Quickly, before he changed his mind, Crispin scraped the coins from the table into his hand. No use letting them go to waste. With a curt bow to hide his embarrassment, Crispin took his leave. He dropped the coins into his money pouch on his way down the stairs, and soon finally stood outside the prison. He looked up, scanned the walls. His eyes lit momentarily on each slotted window in the gate tower. Stephen’s cell would be the one on the far left overlooking Newgate’s sewage run-off that slipped in green tendrils toward the Fleet.

Why was Stephen so stubborn? What did he hide?

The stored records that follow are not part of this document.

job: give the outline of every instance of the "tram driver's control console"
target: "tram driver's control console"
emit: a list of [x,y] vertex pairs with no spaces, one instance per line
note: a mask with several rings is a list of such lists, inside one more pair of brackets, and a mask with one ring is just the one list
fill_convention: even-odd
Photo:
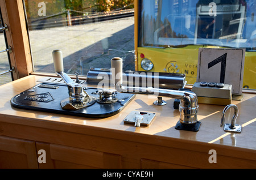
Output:
[[84,87],[64,72],[62,53],[52,52],[55,73],[65,83],[43,83],[11,100],[13,106],[25,109],[77,115],[105,118],[121,112],[134,98],[115,89]]

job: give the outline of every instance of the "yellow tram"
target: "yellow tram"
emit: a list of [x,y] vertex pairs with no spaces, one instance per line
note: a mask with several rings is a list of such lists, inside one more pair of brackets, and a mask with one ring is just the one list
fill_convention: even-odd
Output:
[[196,81],[199,48],[245,49],[243,87],[256,88],[255,1],[135,1],[135,69]]

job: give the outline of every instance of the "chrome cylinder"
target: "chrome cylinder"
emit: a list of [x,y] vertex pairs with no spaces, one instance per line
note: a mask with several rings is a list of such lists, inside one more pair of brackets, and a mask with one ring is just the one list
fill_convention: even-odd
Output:
[[179,111],[180,112],[180,122],[183,124],[191,125],[197,122],[197,97],[196,95],[189,91],[181,91],[171,89],[156,89],[153,88],[141,88],[123,87],[118,84],[115,89],[121,93],[133,94],[144,94],[166,96],[180,99]]

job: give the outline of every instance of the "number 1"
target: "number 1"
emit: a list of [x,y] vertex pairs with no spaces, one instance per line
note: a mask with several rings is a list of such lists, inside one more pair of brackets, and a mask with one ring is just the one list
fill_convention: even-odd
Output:
[[208,69],[210,67],[217,65],[219,62],[221,62],[221,76],[220,83],[224,83],[225,81],[225,74],[226,73],[226,55],[228,53],[225,53],[219,57],[217,59],[213,60],[208,64]]

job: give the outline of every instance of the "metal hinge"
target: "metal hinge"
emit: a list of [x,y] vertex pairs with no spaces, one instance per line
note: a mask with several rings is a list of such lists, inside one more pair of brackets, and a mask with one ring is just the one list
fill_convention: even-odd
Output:
[[8,31],[9,29],[8,29],[8,25],[5,24],[4,27],[0,28],[0,30],[5,30],[6,31]]

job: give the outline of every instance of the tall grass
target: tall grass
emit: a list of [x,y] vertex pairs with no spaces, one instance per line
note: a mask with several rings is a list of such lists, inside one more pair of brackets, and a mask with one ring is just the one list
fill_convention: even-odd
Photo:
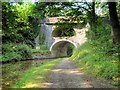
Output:
[[114,55],[104,54],[99,50],[99,46],[86,42],[73,52],[70,60],[77,62],[77,65],[86,73],[111,80],[113,85],[118,86],[119,60]]
[[46,76],[49,74],[53,66],[60,62],[62,59],[56,59],[49,61],[38,67],[32,67],[25,72],[21,79],[17,81],[15,88],[41,88],[44,87],[43,82],[46,80]]

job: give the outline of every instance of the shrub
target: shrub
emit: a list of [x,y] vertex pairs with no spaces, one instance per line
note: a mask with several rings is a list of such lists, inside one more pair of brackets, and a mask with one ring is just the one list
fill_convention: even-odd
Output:
[[2,60],[23,60],[31,57],[30,48],[25,44],[6,43],[2,45]]

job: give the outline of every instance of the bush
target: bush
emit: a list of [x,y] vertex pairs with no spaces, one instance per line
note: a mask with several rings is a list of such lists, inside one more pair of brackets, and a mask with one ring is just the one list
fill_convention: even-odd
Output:
[[[102,47],[103,44],[100,46]],[[86,42],[74,50],[70,60],[77,62],[78,66],[90,75],[112,80],[111,83],[117,82],[119,58],[114,54],[103,53],[103,49],[99,49],[100,46]]]
[[23,60],[31,57],[30,48],[25,44],[6,43],[2,45],[2,60]]

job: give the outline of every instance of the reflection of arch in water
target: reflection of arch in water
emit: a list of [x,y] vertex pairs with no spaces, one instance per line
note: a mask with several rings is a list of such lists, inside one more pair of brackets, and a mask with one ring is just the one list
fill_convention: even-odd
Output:
[[62,39],[54,42],[50,47],[50,51],[55,57],[71,56],[74,48],[77,48],[76,43]]

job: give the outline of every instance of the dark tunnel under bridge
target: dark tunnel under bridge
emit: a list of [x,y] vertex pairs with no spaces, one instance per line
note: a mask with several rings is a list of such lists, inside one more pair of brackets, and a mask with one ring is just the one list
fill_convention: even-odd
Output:
[[74,48],[77,48],[76,43],[70,40],[58,40],[51,45],[50,51],[54,57],[66,57],[72,55]]

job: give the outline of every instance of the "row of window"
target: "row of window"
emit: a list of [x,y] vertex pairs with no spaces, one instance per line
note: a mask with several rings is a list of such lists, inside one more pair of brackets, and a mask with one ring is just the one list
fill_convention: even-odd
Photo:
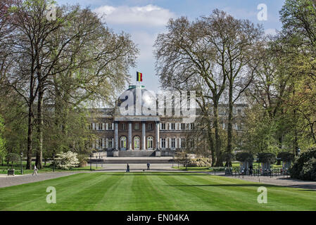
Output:
[[[238,114],[241,114],[241,109],[239,108],[236,110],[235,108],[233,108],[233,114],[236,114],[237,112]],[[228,115],[228,110],[220,110],[220,115]]]
[[[136,136],[134,137],[134,150],[140,149],[140,137]],[[122,136],[120,139],[120,146],[121,150],[127,148],[127,139],[126,136]],[[194,139],[187,141],[184,138],[161,138],[160,139],[160,148],[184,148],[188,145],[190,148],[194,148],[195,143]],[[104,149],[114,148],[114,139],[99,139],[95,143],[92,143],[92,148]],[[149,136],[147,137],[146,149],[153,148],[153,137]]]
[[91,123],[89,124],[88,129],[94,130],[113,130],[114,123]]
[[175,129],[194,129],[194,124],[185,123],[161,123],[160,129],[163,130],[175,130]]
[[[227,126],[228,124],[225,123],[225,122],[222,122],[222,129],[227,129]],[[233,128],[236,130],[240,131],[240,130],[243,130],[244,129],[244,124],[241,123],[240,124],[233,124]]]
[[[120,124],[121,130],[127,129],[127,124]],[[151,130],[153,129],[153,124],[149,123],[147,124],[147,129]],[[114,129],[114,123],[91,123],[88,127],[89,129],[93,130],[113,130]],[[139,124],[135,123],[134,124],[134,129],[138,130],[139,129]]]

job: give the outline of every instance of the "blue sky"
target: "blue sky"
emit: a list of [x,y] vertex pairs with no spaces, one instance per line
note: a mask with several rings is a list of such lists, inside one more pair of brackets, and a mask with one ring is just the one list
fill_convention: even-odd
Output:
[[[159,88],[155,72],[153,44],[158,33],[165,31],[170,18],[187,16],[194,20],[210,15],[215,8],[223,10],[239,19],[248,19],[263,24],[266,33],[281,30],[279,11],[284,0],[57,0],[58,4],[79,4],[89,6],[98,13],[106,13],[107,25],[115,32],[131,34],[132,40],[140,49],[136,68],[131,68],[131,83],[136,83],[136,71],[143,73],[143,84],[154,91]],[[257,14],[260,4],[267,6],[267,20],[259,21]]]

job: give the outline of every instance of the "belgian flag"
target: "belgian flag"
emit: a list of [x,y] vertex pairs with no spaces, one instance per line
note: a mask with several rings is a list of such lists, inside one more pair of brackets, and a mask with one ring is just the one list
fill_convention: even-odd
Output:
[[142,82],[143,81],[143,74],[139,72],[136,72],[136,81]]

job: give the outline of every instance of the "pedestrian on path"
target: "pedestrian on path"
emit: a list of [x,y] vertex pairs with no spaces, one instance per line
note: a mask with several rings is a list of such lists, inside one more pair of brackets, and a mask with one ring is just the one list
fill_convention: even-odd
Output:
[[34,170],[33,173],[32,174],[32,176],[33,176],[34,174],[35,174],[35,175],[37,176],[37,168],[36,167],[36,165],[34,165]]
[[126,168],[126,172],[129,172],[129,165],[128,165],[128,163],[127,163],[127,168]]

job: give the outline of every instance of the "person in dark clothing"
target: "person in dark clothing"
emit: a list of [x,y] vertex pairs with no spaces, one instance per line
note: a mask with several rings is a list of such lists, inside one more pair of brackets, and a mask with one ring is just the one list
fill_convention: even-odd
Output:
[[148,163],[147,163],[147,170],[151,169],[149,168],[150,166],[151,166],[151,165],[149,164],[149,162],[148,162]]
[[128,165],[128,163],[127,163],[127,168],[126,169],[126,172],[129,172],[129,165]]
[[249,167],[249,175],[253,176],[253,165],[251,165]]

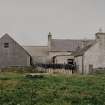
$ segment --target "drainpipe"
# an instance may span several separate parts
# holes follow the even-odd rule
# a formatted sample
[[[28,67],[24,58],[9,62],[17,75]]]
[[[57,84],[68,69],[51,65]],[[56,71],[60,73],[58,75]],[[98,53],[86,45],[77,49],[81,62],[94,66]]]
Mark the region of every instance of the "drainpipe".
[[[82,55],[82,74],[84,74],[84,54]]]

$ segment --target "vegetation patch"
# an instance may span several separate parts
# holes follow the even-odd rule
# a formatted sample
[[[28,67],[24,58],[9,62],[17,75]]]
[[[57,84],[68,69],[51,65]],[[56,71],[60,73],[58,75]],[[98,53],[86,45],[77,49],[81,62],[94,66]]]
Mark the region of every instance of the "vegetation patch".
[[[105,75],[0,73],[0,105],[105,105]]]

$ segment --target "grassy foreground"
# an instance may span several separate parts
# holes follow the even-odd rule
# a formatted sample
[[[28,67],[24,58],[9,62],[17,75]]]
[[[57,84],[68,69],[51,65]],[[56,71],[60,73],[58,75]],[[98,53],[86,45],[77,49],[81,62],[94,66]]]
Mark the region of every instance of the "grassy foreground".
[[[0,73],[0,105],[105,105],[105,75]]]

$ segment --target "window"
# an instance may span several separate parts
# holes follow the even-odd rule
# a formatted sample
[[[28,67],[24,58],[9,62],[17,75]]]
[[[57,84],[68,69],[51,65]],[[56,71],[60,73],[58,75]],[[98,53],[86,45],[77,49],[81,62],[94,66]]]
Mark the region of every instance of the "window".
[[[4,48],[8,48],[9,47],[9,43],[4,43]]]
[[[68,64],[73,64],[73,59],[67,59]]]

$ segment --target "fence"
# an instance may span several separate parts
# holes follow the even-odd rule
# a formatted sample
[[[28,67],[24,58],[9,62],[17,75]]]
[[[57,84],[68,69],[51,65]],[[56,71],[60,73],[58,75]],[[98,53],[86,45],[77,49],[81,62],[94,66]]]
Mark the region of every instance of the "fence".
[[[73,74],[76,72],[74,64],[37,64],[40,72]]]

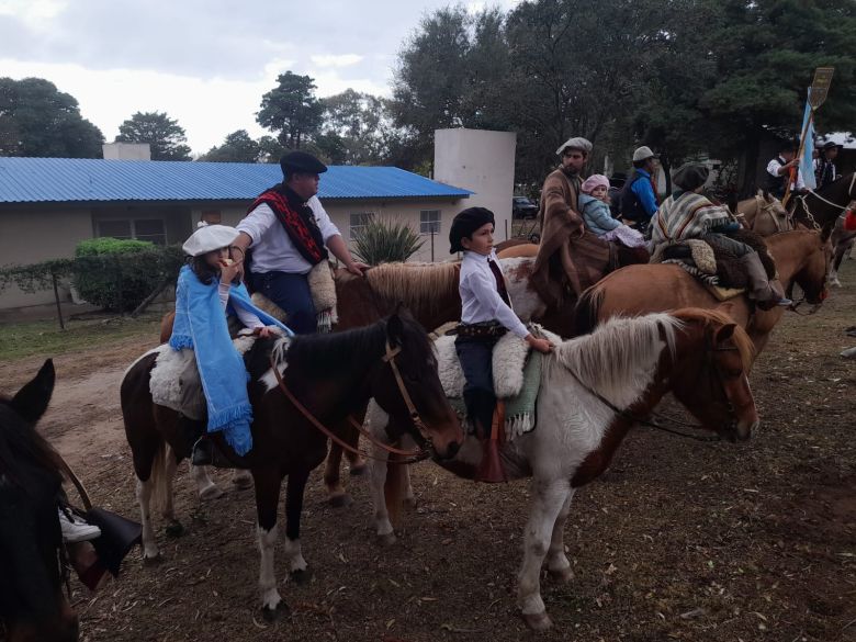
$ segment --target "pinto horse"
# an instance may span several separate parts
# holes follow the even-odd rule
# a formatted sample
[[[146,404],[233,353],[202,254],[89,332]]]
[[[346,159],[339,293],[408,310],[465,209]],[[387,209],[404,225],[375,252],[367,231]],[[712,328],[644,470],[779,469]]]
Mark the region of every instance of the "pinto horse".
[[[748,439],[758,426],[746,379],[751,362],[752,342],[743,329],[721,312],[702,309],[612,318],[590,335],[557,345],[545,357],[536,429],[504,443],[500,451],[509,477],[532,477],[517,589],[517,604],[529,627],[551,626],[541,599],[544,557],[551,575],[564,582],[573,577],[563,537],[576,489],[606,471],[633,425],[644,420],[667,392],[701,427],[731,441]],[[390,439],[399,432],[395,418],[380,407],[370,406],[368,416],[376,437]],[[440,465],[475,478],[482,453],[471,437],[454,460]],[[397,497],[403,475],[387,477],[387,466],[378,462],[371,469],[378,534],[391,542],[384,484],[386,496]]]
[[[190,440],[182,433],[180,415],[151,399],[149,378],[157,350],[128,369],[121,387],[122,416],[137,476],[146,560],[159,554],[150,515],[154,492],[165,502],[165,516],[174,520],[171,484],[177,459],[165,457],[165,446],[169,443],[178,458],[190,455]],[[239,458],[225,446],[221,435],[211,436],[236,466],[249,469],[252,474],[261,551],[259,586],[263,612],[273,617],[279,608],[284,608],[277,590],[273,551],[277,505],[285,475],[288,564],[296,582],[307,576],[301,553],[300,519],[306,480],[327,453],[327,436],[318,424],[335,427],[373,397],[395,417],[397,426],[440,459],[455,454],[463,435],[443,395],[428,336],[406,312],[345,333],[277,341],[259,339],[246,361],[254,408],[254,448]]]
[[[78,639],[63,592],[68,568],[57,498],[65,469],[35,430],[54,380],[48,360],[14,397],[0,397],[0,639],[8,642]]]
[[[826,297],[829,243],[821,234],[808,229],[774,234],[766,241],[782,286],[788,289],[796,282],[802,288],[806,301],[820,305]],[[708,288],[677,266],[630,266],[608,274],[583,293],[576,305],[574,328],[576,334],[585,334],[616,315],[679,307],[713,309],[722,305]],[[729,314],[752,339],[755,353],[761,353],[785,309],[756,309],[745,296],[730,299],[727,305]]]

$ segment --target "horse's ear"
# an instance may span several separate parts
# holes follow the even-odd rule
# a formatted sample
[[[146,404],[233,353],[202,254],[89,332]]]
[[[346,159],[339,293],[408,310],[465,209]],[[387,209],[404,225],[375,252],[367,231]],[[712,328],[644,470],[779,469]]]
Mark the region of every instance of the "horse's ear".
[[[45,414],[50,395],[54,393],[54,361],[48,359],[38,371],[38,374],[18,391],[12,398],[11,406],[25,421],[35,424]]]
[[[713,334],[713,342],[721,343],[734,336],[734,330],[737,328],[737,324],[725,324]]]

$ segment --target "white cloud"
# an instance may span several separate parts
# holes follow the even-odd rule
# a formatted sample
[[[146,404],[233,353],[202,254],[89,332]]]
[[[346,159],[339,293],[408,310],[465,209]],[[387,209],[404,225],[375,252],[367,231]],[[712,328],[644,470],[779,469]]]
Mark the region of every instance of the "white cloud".
[[[351,65],[362,61],[363,56],[358,54],[342,54],[341,56],[324,55],[311,56],[309,59],[316,67],[350,67]]]

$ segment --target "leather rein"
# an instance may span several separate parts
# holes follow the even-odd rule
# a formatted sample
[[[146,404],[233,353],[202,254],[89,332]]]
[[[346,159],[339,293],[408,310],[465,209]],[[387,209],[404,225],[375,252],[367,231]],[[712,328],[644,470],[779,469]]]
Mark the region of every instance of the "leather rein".
[[[419,416],[419,412],[416,409],[416,406],[413,403],[413,399],[410,398],[410,393],[407,392],[407,386],[404,385],[404,380],[402,379],[402,373],[398,370],[398,365],[395,363],[395,357],[402,351],[401,346],[393,348],[390,346],[390,342],[386,341],[386,353],[381,358],[382,361],[390,364],[390,368],[393,371],[393,375],[395,376],[395,383],[398,386],[398,393],[402,395],[402,399],[404,401],[404,404],[407,406],[407,412],[410,415],[410,420],[413,421],[414,426],[419,430],[419,435],[423,437],[425,442],[429,446],[429,448],[419,448],[416,450],[402,450],[398,448],[395,448],[393,446],[388,446],[378,439],[374,435],[365,430],[365,428],[360,425],[359,421],[357,421],[351,415],[348,415],[348,421],[353,426],[360,435],[365,437],[372,444],[376,446],[378,448],[392,453],[402,455],[408,459],[405,460],[393,460],[390,461],[385,458],[374,457],[371,453],[363,452],[359,448],[354,448],[350,443],[347,443],[343,439],[338,437],[336,433],[333,432],[329,428],[327,428],[324,424],[322,424],[315,415],[313,415],[306,406],[304,406],[297,397],[294,396],[294,394],[289,390],[289,387],[285,385],[285,382],[282,380],[282,375],[280,374],[279,369],[277,368],[277,364],[273,362],[273,358],[270,359],[270,367],[271,370],[273,370],[273,374],[277,378],[277,384],[279,385],[280,390],[285,394],[288,399],[292,403],[292,405],[300,410],[300,413],[306,418],[309,424],[312,424],[318,431],[320,431],[323,435],[325,435],[327,438],[329,438],[330,441],[338,444],[343,450],[357,454],[359,457],[368,458],[368,459],[374,459],[379,461],[387,461],[388,463],[397,463],[397,464],[410,464],[418,461],[423,461],[425,459],[428,459],[431,457],[430,451],[430,438],[427,435],[427,429],[425,427],[425,423],[423,421],[421,417]]]

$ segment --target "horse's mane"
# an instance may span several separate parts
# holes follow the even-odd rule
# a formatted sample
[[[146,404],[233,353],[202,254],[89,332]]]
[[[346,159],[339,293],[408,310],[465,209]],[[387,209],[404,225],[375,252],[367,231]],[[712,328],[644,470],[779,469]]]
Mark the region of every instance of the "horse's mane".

He had concentrated so tightly on events surrounding Gaston D’Arcy and the grail that he’d quite forgotten to ask about Vivienne. No matter. Stephen was going nowhere and there would be time enough to discover what Lady Stancliff and Stephen had in common, as well as the subject of Stephen’s earnest conversation with Rosamunde.

Rosamunde. He wondered if there would ever come a day when he thought of her name without a pang of longing in his heart.

He tried, with little success, to think of her in the abstract all the way back to his lodgings. When his boot touched the bottom step, he paused. Visions of Rosamunde fled.

A man. He felt more than saw him in the shadows at the top of the landing. It wasn’t Jack, but that was all he knew. The landing above creaked and confirmed what his gut told him.

He braced himself against the railing, held his breath and shot up the stairs like a quarrel from a crossbow. The man had no time to escape-where was he to go? — and Crispin pinned him against the wall so hard the plaster gave way and flecked on the man’s shoulders. The man groaned and hung his head.

“You have to the count of three to tell me who you are,” Crispin rasped, cocking his fist at the man’s eye level. “One…two…thr-”

“Hold! Hold! I am the sheriff’s man!”

Crispin’s gnarled fist remained near the man’s face. “Say again.”

“I am the Lord Sheriff’s man!”

“Why have you been following me?”

“I was under orders.” His gaze darted from Crispin’s fist, to his face, and back again.

“Orders?”

“To follow you. My Lord Sheriff did not trust you to find Sir Stephen and report it immediately.”

Crispin clenched his fist, wanting now more than ever to mash it into the man’s face, but it was really Simon Wynchecombe he wanted before him.

He lowered his hand, released the man’s shirt and stepped back. “Then your charge is done,” he said coldly. “Get back to your master and never let me see you again.”

“Aye,” he grumbled. He straightened his cotehardie and skirted warily past Crispin down the stairs.

Crispin heaved a sigh and ran his hand through his hair. “Damn the man,” he hissed, thinking of Wynchecombe and his suspicions. He took another breath to relax and lifted the key from his pouch. He pushed the door open, but stopped on the threshold, neck tingling.

Too late he sensed the men in the room. They dragged him forward, and slammed the door shut behind him.